We have received updates from the Agency at almost every session since the issuance of our first report. We have been frustrated by the pace of bureaucratic change, which often seems to be slower than it would be if it were the bureaucrats’ own money being frittered away on fraud and abuse. We heard that some of this perceived delay was due in part to complaints from the provider community that the reforms would preclude them from being able to participate in the program. The Agency tried to address these concerns, while at the same time pushing forward in the implementation of our suggestions. We are gratified by the positive effects of the Agency’s actions. We are also pleased that the Agency has taken bold and imaginative steps, such as the bonding and re-enrollment requirements, despite opposition from the provider community. We note with disappointment however, that the duration of the bond is only one year. On the positive side, we have been told by federal officials that Florida’s initiatives will be pursued in the Medicare Program, and that the State’s efforts are serving as a model for other states as well.

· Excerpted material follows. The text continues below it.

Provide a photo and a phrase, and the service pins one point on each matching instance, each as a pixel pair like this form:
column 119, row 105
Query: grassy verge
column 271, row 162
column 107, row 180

It is this kind of attention to fraud and abuse that will bear fruit in the form of tremendous savings in the Program. Regardless of how the Program got into the shape it was in when we first began to examine it, and we are continuing to investigate that question, we are certain that the Program is on the road to recovery. We oppose using tax dollars to purchase additional computer claims editing programs. We believe that the fiscal agent should be required to deliver state of the art claims processing equipment under the existing contract. While all of the Agency’s anti-fraud initiatives are positive and effective ones, we caution that fraud and abuse control in any financial program is a high-maintenance activity. The Agency and lawmakers must be ever vigilant, ever innovative, and always quick to respond to emerging issues. By way of illustration, a one time application of pesticide does not forever eliminate destructive insects and pests. Likewise, if the State relaxes its anti-fraud enforcement efforts, the criminals will simply lurk in the shadows like cockroaches, and when the light of regulatory scrutiny is dimmed by the pull of other priorities, they will quickly scurry back into action, feasting on the taxpayers’ dollars, leaving us all to wonder why we can’t get rid of them.

THIS REPORT IS RESPECTFULLY SUBMITTED to the Honorable N. Sanders Sauls, Presiding Judge of the Thirteenth Statewide Grand Jury, this ____ day of November, 1996.

JAY H. KEISER Foreperson Thirteenth Statewide Grand Jury of Florida

I, MELANIE ANN HINES, Statewide Prosecutor and Legal Adviser, Thirteenth Statewide Grand Jury of Florida, hereby certify that I, as authorized and required by law, have advised the Grand Jury which returned this Report, this day of November, 1996.

Statewide Prosecutor
Legal Adviser
Thirteenth Statewide
Grand Jury of Florida

THE FOREGOING Report of the Thirteenth Statewide Grand Jury was returned before me this _________ day of November, 1996, and is hereby sealed until further order of this Court, upon proper motion of the Statewide Prosecutor.